Forrester tackled Wagner in 1971, singing Fricka in Die Walküre in Toronto, followed by Dido in Purcell's Dido and Aeneas at the Caramoor Festival. At first she had surprised audiences with her dramatic ability, but by 1973 they had come to expect it and her Arnalta, the heroine's old nurse in Monteverdi's L'incoronazione di Poppea in Washington was predictably a riot.

After Madame Flora, the protagonist of Menotti's The Medium at Stratford, Ontario in 1974, she sang Brangäne in Tristan und Isolde at Montreal in 1975. She made her Metropolitan Opera debut the same year, as Erda in Das Rheingold and Götterdämmerung in a complete cycle of Wagner's Ring, and returned the following year for Ulrica in Verdi's Un ballo in maschera, commuting to Toronto during rehearsals to sing Charlotte in Massenet's Werther.
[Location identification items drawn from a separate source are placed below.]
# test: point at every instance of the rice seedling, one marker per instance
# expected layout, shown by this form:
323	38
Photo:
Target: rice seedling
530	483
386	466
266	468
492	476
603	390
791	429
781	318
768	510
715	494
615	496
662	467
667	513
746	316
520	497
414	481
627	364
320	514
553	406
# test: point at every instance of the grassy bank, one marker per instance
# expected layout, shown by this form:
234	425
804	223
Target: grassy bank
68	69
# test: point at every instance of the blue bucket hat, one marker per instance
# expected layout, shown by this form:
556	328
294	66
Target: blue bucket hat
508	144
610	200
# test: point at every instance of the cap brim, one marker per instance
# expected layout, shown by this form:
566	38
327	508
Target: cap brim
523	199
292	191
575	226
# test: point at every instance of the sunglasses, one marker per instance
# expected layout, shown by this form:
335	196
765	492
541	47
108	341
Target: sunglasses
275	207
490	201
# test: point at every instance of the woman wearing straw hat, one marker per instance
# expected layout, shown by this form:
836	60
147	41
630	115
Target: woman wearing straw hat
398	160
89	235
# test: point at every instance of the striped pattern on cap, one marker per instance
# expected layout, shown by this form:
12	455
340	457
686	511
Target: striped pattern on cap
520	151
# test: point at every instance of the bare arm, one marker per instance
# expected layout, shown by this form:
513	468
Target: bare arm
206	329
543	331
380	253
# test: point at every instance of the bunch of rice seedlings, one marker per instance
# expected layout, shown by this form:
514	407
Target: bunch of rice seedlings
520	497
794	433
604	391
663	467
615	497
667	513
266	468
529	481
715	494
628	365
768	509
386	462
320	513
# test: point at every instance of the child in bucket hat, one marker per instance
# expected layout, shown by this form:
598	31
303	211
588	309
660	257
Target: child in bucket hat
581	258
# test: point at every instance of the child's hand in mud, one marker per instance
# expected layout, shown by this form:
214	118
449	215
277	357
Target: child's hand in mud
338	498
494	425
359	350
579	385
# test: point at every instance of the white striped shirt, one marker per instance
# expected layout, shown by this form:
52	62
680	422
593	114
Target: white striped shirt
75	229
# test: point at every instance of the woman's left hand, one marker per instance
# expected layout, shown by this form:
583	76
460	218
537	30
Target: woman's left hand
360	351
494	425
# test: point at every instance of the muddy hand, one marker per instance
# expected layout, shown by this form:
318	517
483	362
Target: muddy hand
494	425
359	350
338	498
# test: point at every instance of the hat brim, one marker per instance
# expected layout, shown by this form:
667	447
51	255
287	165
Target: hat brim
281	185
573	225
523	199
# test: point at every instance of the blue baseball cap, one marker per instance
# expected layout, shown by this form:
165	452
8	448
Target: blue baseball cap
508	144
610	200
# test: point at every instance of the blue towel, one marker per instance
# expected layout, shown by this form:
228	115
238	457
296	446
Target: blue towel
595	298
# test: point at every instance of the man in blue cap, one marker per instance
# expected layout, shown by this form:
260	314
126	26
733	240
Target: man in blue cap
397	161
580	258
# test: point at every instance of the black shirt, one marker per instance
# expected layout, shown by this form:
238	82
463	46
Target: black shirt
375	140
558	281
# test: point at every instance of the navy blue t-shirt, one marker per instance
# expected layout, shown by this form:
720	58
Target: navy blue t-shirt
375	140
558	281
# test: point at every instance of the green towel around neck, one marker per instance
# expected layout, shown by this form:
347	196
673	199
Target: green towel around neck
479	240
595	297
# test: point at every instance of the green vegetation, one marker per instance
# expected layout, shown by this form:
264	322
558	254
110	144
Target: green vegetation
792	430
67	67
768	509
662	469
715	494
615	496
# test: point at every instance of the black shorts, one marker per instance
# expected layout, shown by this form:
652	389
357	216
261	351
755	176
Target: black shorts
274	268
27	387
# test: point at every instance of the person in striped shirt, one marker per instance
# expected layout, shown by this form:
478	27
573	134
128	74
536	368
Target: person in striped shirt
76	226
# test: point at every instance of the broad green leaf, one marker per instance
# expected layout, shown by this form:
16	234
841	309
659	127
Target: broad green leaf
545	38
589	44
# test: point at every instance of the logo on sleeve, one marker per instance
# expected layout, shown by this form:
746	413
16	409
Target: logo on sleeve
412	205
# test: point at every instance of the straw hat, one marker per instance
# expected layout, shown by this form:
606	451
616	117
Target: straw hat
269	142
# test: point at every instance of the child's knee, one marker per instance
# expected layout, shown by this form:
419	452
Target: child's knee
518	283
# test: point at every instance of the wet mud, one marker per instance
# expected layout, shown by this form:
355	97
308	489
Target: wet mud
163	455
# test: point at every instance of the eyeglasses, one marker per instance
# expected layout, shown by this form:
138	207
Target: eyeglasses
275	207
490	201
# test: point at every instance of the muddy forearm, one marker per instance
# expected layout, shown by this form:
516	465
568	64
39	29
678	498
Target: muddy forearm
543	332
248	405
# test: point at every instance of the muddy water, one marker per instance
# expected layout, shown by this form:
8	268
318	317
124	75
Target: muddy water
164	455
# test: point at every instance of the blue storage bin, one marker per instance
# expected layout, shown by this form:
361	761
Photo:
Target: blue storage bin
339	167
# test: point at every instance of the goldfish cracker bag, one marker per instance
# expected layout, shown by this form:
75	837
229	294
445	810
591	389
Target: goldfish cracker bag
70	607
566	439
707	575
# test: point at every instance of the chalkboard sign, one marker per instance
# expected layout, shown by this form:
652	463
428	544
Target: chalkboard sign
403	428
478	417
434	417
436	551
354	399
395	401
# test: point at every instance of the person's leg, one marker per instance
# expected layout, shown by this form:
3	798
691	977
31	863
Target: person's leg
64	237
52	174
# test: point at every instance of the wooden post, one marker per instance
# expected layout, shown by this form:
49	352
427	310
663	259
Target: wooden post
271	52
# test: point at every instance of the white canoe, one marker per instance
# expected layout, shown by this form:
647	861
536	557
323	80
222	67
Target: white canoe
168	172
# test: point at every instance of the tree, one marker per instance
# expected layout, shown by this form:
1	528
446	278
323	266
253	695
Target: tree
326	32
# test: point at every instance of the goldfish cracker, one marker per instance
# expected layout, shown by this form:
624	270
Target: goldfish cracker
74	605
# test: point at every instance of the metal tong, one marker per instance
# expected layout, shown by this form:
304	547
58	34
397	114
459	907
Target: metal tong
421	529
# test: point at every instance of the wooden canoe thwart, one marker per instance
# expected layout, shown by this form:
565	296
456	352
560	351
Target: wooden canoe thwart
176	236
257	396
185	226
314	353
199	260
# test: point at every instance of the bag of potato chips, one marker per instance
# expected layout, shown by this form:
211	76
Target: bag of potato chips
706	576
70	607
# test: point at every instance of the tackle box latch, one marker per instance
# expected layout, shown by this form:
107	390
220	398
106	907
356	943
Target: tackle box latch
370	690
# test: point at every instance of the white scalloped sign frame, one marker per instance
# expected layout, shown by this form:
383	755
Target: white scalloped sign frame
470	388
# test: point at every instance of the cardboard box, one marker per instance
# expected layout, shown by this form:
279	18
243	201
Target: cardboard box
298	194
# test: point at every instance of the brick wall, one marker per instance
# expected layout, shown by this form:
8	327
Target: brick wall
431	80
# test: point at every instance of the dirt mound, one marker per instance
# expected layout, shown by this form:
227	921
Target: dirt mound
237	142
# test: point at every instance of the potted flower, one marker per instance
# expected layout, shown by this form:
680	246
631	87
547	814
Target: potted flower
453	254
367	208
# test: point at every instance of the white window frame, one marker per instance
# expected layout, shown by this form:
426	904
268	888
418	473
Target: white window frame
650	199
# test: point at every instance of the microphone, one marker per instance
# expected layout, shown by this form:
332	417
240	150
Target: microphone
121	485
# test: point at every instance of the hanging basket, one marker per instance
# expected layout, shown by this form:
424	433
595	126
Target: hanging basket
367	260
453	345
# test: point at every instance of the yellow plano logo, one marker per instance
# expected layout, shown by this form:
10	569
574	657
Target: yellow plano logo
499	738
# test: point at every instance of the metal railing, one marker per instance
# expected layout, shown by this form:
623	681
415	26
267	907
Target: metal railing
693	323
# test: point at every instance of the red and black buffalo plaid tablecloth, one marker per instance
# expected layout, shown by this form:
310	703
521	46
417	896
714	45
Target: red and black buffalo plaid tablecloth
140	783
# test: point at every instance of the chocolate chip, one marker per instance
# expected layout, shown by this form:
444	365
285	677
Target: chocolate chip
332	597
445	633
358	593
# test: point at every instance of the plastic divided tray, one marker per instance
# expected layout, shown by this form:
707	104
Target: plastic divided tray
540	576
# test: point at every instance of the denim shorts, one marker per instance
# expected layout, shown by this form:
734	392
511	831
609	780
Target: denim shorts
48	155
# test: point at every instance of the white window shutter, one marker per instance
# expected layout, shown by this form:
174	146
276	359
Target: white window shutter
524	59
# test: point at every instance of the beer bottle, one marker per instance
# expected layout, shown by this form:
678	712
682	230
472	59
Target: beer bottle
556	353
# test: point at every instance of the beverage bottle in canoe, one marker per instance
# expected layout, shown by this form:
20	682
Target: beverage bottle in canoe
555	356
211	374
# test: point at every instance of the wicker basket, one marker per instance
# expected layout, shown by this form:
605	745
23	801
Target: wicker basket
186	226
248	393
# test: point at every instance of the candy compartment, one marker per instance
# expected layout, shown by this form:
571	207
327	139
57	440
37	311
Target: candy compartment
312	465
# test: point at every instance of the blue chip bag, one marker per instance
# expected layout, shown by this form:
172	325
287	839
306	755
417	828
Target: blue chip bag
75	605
The year 1976 was unusually busy for Forrester, who also sang Dalila in Saint-Saëns' Samson et Dalila at Dallas, as well as the old Countess in Tchaikovsky's The Queen of Spades in Ottawa. The Countess became one of her favourite roles, and she sang it throughout her career. Eschewing all sentimentality, Forrester made her an unpleasant character, only softening for the little aria remembered from Grétry's Richard, Coeur de Lion, which she sang in a tiny, beautifully projected thread of tone.

The following year she sang Mistress Quickly in Verdi's Falstaff at Santa Fe. In 1978 she toured China with the Toronto Symphony Orchestra conducted by Andrew Davis. Among the most popular items was Mahler's Des Knaben Wunderhorn song-cycle.

Forrester made another enjoyable new role her own in 1979, Madame de la Haltière, the wicked stepmother in Massenet's Cendrillon in Ottawa, repeating it in San Francisco in 1982 and for New York City Opera in 1983. She took on another elderly battleaxe in the Marquise de Birkenfeld in Donizetti's La fille du régiment, which she sang in Ottawa in 1980, Dallas in 1983 and Montreal in 1993.

After the Witch in Hansel and Gretel for a little light relief at San Diego in 1984, Forrester tackled the most villainous old character of all, Klytemnestra in Strauss' Elektra: this was recorded at a concert performance at the Théâtre des Champs Elysées in Paris in 1984 and is truly hair-raising in its malevolent intensity. She repeated it on stage in Pittsburgh in 1989.

Forrester's final three elderly ladies included two dragons with a genial publican between them: Madame de Croissy, the old Prioress in Dialogues des Carmélites, which she first sang in Toronto in 1986; Auntie, the proprietress of The Bear in Britten's Peter Grimes at Philadelphia; and the Mother in Charpentier's Louise, which she sang in Geneva.

An excellent teacher and a strong advocate of Canadian music and musicians, Forrester was awarded around 30 honorary degrees; she chaired the Canada Council from 1983-1988 and was Chancellor of Wilfrid Laurier University from 1986 to 1990.

Elizabeth Forbes

Maureen Kathleen Stuart Forrester, singer: born Montreal, Canada 25 July 1930; married Eugene Kash 1957 (divorced 1974; one son, four daughters); died Toronto 16 June 2010.